A300 series is not very cooperative under normal machining operations. Try drilling a hole in 300 series, go very slow and get rid of the heat or the drill bit will turn blue with heat and fail. The same thing happens when you try and cut a thread in 300 stainless – the cut thread is microscopically dirty and rough.
A piece of steel has a grain, like a piece of wood, running length wise down the bar. When you cut a thread you have pieces of unsupported grain hanging out in the breeze. Plus with a cut thread, you have that big stress riser where the cut thread ends at the shank rolling, and then the thread is rolled back up to the specified diameter.

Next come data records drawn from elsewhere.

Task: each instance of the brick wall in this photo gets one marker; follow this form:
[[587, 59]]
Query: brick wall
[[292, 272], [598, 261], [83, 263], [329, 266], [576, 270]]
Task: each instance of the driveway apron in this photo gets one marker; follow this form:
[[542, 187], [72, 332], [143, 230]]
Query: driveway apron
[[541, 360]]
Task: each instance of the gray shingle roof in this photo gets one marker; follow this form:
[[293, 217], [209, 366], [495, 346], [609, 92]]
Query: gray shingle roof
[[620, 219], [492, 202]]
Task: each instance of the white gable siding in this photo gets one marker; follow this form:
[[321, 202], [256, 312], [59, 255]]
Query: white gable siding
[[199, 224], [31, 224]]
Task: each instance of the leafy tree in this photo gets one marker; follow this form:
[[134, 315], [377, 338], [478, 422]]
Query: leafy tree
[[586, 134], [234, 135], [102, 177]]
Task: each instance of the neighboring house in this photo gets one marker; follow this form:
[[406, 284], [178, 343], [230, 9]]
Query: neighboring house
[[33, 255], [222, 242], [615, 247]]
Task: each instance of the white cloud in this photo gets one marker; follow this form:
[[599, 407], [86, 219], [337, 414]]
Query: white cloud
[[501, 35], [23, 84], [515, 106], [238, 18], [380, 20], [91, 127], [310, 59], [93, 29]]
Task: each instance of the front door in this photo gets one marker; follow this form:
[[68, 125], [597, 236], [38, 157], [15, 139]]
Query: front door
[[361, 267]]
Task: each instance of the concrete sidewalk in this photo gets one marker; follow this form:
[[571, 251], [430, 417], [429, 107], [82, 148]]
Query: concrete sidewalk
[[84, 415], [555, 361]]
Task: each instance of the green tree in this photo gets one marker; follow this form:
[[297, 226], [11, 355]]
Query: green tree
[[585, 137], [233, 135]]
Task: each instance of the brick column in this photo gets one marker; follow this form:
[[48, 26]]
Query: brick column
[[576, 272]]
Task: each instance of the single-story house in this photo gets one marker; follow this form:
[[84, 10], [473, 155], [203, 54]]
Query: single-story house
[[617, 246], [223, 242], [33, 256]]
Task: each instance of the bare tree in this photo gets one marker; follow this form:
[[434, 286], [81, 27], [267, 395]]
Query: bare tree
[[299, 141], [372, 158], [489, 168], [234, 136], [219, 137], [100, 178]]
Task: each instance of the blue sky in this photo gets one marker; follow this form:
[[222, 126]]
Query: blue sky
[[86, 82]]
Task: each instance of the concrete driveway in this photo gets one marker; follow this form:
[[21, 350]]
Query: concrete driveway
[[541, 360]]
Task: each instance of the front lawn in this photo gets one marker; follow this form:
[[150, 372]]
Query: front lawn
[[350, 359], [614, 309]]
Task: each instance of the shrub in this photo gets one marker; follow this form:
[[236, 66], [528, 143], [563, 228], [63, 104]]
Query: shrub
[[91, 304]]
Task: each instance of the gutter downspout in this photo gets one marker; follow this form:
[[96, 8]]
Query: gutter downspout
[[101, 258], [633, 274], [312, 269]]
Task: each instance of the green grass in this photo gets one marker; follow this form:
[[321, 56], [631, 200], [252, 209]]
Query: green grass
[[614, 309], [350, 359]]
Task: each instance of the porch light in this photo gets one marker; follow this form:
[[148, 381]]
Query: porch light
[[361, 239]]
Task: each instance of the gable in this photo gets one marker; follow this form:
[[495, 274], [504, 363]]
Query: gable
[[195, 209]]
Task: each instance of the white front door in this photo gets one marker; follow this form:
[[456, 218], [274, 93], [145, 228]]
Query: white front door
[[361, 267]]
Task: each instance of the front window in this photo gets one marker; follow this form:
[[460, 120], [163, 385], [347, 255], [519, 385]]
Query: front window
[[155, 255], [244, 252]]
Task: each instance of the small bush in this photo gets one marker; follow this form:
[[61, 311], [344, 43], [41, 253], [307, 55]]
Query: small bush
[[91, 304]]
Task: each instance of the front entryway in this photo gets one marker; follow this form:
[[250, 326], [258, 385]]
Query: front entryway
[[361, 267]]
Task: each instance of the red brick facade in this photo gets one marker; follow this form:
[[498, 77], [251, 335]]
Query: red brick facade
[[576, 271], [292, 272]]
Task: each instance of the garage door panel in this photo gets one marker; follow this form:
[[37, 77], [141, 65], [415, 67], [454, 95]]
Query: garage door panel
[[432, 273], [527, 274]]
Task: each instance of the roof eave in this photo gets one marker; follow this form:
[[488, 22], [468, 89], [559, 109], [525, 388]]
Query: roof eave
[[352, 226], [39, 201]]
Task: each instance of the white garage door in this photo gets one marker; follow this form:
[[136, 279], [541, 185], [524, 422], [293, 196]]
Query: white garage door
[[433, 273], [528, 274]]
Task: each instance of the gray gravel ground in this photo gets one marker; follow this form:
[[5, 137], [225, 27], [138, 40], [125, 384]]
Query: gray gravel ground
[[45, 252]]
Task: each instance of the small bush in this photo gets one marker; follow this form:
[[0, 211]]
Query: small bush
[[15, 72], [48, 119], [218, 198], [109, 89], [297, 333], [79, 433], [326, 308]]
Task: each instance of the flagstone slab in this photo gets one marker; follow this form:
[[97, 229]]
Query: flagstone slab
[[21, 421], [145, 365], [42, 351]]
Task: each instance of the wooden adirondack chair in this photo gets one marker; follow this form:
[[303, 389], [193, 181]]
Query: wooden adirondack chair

With a rolled thread, the grain runs around the rollers, so the grain is not interrupted, but continuous and the thread is microscopically clean and smooth. With a rolled thread, you have to reduce the shank of the wire to the effective diameter, which is called the pitch line. and all the force goes down through the pitch line. With a 1/4-28 thread, you need to reduce the diameter of the shank down from .250" to .226". You can grind the shank, which interrupts the grain flow, or swage it. By using a rotary swager, we can reduce the shank diameter down to the effective diameter, preserve the grain structure of the shank and work harden it. Then we roll the thread up to the nominal diameter, or just slightly below it.
Watch on YouTube: »Threading on the Old School Aero channel.
This gives us a microscopically clean and smooth thread surface, reducing friction. Swaging the shank increases the hardness of the shank, rolling the thread increases it further, without making it brittle.
The 300 series wire is the part that galls, just as an aluminum bolt will gall on an aluminum nut. The 400 series fitting does not tend to gall, it is heat treated so is hard.
The AN spec calls for a medium fit thread, certainly not a close tolerance fit, presumably to prevent galling. You need a few thousanths of an inch clearance to get a bit of lubrication in there. The force all goes down the pitch line, so with a 1/4-28 thread any thread diameter above .226" is a bonus. I installed a 9/32" (BSF) fitting on a 1/4-26 (BSF) wire to see where it would let go. It took over 3,000lbs to make it give up.